Is there a data structure / library for working in memory olap / pivot tables in Java / Scala?

Hot issues

This question is quite appropriate, but he is 2 years old: In memory, the OLAP engine in Java

Background

I would like to create a pivot table similar to a matrix from a given table dataset in memory

eg. age by marital status (rows - age, columns - marital status).
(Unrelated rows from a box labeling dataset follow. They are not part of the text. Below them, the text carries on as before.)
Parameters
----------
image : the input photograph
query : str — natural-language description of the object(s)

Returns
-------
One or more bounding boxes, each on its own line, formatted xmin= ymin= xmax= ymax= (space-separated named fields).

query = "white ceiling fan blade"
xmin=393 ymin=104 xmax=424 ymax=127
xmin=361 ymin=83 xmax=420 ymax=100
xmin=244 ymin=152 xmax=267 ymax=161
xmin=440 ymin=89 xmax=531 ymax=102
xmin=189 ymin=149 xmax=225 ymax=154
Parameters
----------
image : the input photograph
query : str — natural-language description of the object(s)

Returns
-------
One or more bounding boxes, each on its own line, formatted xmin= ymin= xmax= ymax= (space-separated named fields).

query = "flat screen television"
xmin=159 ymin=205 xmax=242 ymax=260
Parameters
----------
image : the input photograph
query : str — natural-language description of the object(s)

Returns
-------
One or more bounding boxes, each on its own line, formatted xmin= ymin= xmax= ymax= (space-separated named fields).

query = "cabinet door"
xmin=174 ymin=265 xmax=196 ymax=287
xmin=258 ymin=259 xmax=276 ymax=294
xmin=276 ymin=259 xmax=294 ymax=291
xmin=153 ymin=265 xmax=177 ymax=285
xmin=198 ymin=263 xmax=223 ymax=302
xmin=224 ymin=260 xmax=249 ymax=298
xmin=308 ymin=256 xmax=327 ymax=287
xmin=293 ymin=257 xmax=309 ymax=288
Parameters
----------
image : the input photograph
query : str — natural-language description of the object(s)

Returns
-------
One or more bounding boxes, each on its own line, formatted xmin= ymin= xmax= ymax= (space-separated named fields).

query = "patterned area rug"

  • Entrance : a list of people with age and some Boolean property (e.g. married),

  • Desired result : the number of people by age (row) and isMarried (column)

What I tried (Scala)

case class Person(val age:Int, val isMarried:Boolean) ... val people:List[Person] = ... // val peopleByAge = people.groupBy(_.age) //only by age val peopleByMaritalStatus = people.groupBy(_.isMarried) //only by marital status 

I managed to do it naively, first grouping by age, then map , which performs count by marital status and displays the result, then I foldRight to aggregate

 TreeMap(peopleByAge.toSeq: _*).map(x => { val age = x._1 val rows = x._2 val numMarried = rows.count(_.isMarried()) val numNotMarried = rows.length - numMarried (age, numMarried, numNotMarried) }).foldRight(List[FinalResult]())(row,list) => { val cumMarried = row._2+ (if (list.isEmpty) 0 else list.last.cumMarried) val cumNotMarried = row._3 + (if (list.isEmpty) 0 else l.last.cumNotMarried) list :+ new FinalResult(row._1, row._2, row._3, cumMarried,cumNotMarried) }.reverse 

I do not like the code above, it is not efficient, it is difficult to read, and I am sure that there is a better way.

Question (s)

How do I group both? and how do I make a count for each subgroup, for example.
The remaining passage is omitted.